CAT’S SHORT TERM B.O.B. CONTENTS

  • Sturdy backpack
  • Old comfortable tennis shoes
  • Para-cord bracelet
  • Mechanic gloves
  • Hand and toe warmers
  • Storm proof matches
  • Magnesium fire starter
  • Spoon
  • GPS
  • Batteries
  • Bug spray
  • Headlamp
  • Knife
  • Steri-pen (UV water purifier)
  • Wet naps
  • Justin’s Hazelnut Chocolate Packets (YUM!)
  • Mini fire tinder
  • Plastic gloves
  • Disposable face masks
  • First aide kit with Advil
  • Mylar sleeping bags
  • Small pair of binoculars
  • Pair of pants
  • Shirt
  • Smart wool socks
  • Long sleeve thermal shirt
  • Mountain House food – a mixture of pouches that require hot water and the other cold water in case I can’t use fire.  4-6 pouches in total.
  • Bottles of H20/Bladder
  • Solar power and hand crank radio and USB charger
  • Jet Boil
  • Multi-tool
  • Poncho

Anyways, you get the point.  It’s pretty fun when you make your own.  Will I ever need all this stuff?  I hope not, but if I have to find out at least I’m prepared.

MAKE A PLAN

It doesn’t hurt to have a plan in place.  What if you are at work?  What if your kids are at school?  How will you reconnect with your family?  What if your home is destroyed, where will you meet?  Assuming there is a great possibility I will be at the office, I created a map/route for me.  If for some reason my home was not safe, I have a designated meeting location.

SUPPLIES AT HOME

People have asked me which canned foods have the longest shelf life…

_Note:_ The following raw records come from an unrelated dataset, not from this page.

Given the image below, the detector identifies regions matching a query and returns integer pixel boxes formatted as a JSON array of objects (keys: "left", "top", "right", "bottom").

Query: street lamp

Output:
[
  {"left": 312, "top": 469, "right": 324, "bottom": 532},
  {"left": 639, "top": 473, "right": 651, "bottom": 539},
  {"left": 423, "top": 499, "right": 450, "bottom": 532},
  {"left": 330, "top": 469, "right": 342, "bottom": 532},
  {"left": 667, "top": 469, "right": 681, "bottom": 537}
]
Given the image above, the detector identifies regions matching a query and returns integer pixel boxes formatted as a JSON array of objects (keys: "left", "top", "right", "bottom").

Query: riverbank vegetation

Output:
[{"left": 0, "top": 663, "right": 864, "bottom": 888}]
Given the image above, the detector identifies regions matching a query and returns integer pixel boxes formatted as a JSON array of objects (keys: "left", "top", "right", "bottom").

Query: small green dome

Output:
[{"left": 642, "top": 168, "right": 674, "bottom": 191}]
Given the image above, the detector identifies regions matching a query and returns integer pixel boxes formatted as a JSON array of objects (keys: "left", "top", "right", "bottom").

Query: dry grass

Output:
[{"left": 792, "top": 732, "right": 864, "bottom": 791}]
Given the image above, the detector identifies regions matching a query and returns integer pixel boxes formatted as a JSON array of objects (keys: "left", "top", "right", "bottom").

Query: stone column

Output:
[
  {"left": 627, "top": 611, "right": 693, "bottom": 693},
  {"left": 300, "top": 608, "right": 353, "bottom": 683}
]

  • Spam (about 3 years, I think my newest cans say 2015)
  • Canned chicken/tuna

There are a lot of other foods, just check the labels.  Of course I don’t put these in my pack because of the weight, but I do store at home.

Additionally, I have medical supplies, 100 hour candles, water containers, glow sticks, etc…  I’ve also talked to my neighbors about prepping because let’s say there was a big earthquake in California, our community would have to help one another.  Making your neighbors aware is a very important step in helping your survival.

If you have any questions on any of the items, please feel free to write me.  🙂

SO WHAT’S MISSING???

I’d like to have a Bug Out Revolver for my pack.  I’d like to ask you for any suggestions.  Ideally, I’d like the cost to be less than $600, since there is a possibility it may get stolen.  What revolvers do you suggest and why? 

1 COMMENT

  1. I would say for basic medical supplies…multiple 4×4 bandages, tourniquets, high quality medical tape (the cheap stuff is worthless), electrical tape (for when the other tape won’t hold), EMT scissors, a suture kit (best to learn how to suture but even without training you can figure out the basics in an emergency), an ACE style bandage wrap, alcohol, alcohol wipes, hydrogen peroxide, antibiotic ointment, butterfly bandages, ibuprofen, gauze rolls, a pair of high quality tweezers, a magnifying glass, a variety pack of different size bandages. I’m sure there’s stuff I’ve forgotten but it’s a start. Although it’s more to carry (although most of this stuff is pretty small) many of these items have multiple uses and multitaskers are always better than unitaskers.